İade-i itibar denilebilecek kanundan sadece yargı yolu kapalı olarak re’sen emekli edilen bin 600 kişi yararlanmış, bir kısmı araştırmacı kadrosu ile kamu kurum ve kuruluşlarında göreve başlamış, bir kısmı ise emekliliği tercih etmiştir. Diğer mağdurlar için ASDER olarak 6191 sayılı Kanun ile giderilemeyen mağduriyetlerin hak sahiplerine verilebilmesi adına hukuk platformunda sabırla çalışmalarımızı sürdürmekteyiz.
Darbeciler Dindar Kesimi Sindirmek İstedi
Fadime Özkan, Star Gazetesi Yazarı
28 Şubat’ta darbeciler öncekilerden farklı bir şekilde toplumun bir kesimini sindirmek, ikincilleştirmek için hedef seçtiler; dindar muhafazakar kesimi. Türkiye toplumunun ana omurgasını, taşıyıcı kolonunu zedelediler yani. Darbe dönemine bakarsanız darbeciler kazançlı çıkmıştı bu zahmetten. Sonuçta hükümeti düşürdüler. Refah Partisi’ni ve devamında kurulan partileri defalarca kapattılar. Siyasetçileri seçmenleri nezdinde küçük düşürmeyi denediler. Katsayı bariyeriyle imam hatip liselilerin eğitim imkanlarını kısıtladılar. “İmam hatiplisin sen öyle kal” dediler. Başörtülüleri okullardan ve kamudan attılar. “Yeşil sermaye”yi ezip geçtiler. Büyük ekonomik krizler yaşandı, yirmi bankanın içi boşaltıldı. Külfeti yine millet çekti, 70 milyar dolar birilerinin cebine geçti.

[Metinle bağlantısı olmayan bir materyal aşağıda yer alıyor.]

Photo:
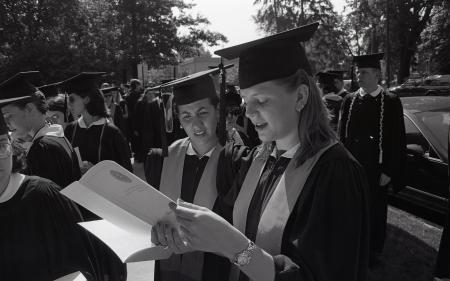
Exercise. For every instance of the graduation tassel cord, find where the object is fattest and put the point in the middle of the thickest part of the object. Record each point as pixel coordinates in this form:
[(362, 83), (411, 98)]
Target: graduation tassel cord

Allah’a şükür ki “bin yıl sürecek” denilen bu yanlış düzen tamamen tersine döndü. Kırılmak istenen omurga toparlandı ve halk iradesine sahip çıktı. Milli Görüş damarının yeni sürgünü AK Parti adıyla girdiği ilk seçimde hükümet kurdu. Aradan geçen on beş yılda hiç seçim kaybetmedi. Halen ülkenin yenilikçi, hakim partisi. Darbecilerin çabalarına rağmen imam hatipliler engellenemedi. Başörtülü kızlar kendi ülkelerinde okuyamadıkları için çıktıkları yurt dışından en az bir yabancı dil öğrenerek ve tecrübe kazanarak döndüler. AK Parti’nin demokratikleşme hamleleri sayesinde üniversite, kamu, siyaset ve askeriyede de kalktı o saçma yasak. Kılık kıyafet özgürlüğü Türkiye’nin önemli bir kazanımı oldu. 12 Eylül 1980 Darbesi’yle temelleri atılan, 28 Şubat 1997’de semirtilen Gülen örgütü ise yine bir darbe-işgal girişiminde kendini ele verince yayıldığı tüm alanlardan kazılıp atıldı. Ülke her alanda postmodern darbenin izlerini silme kudreti kazandı.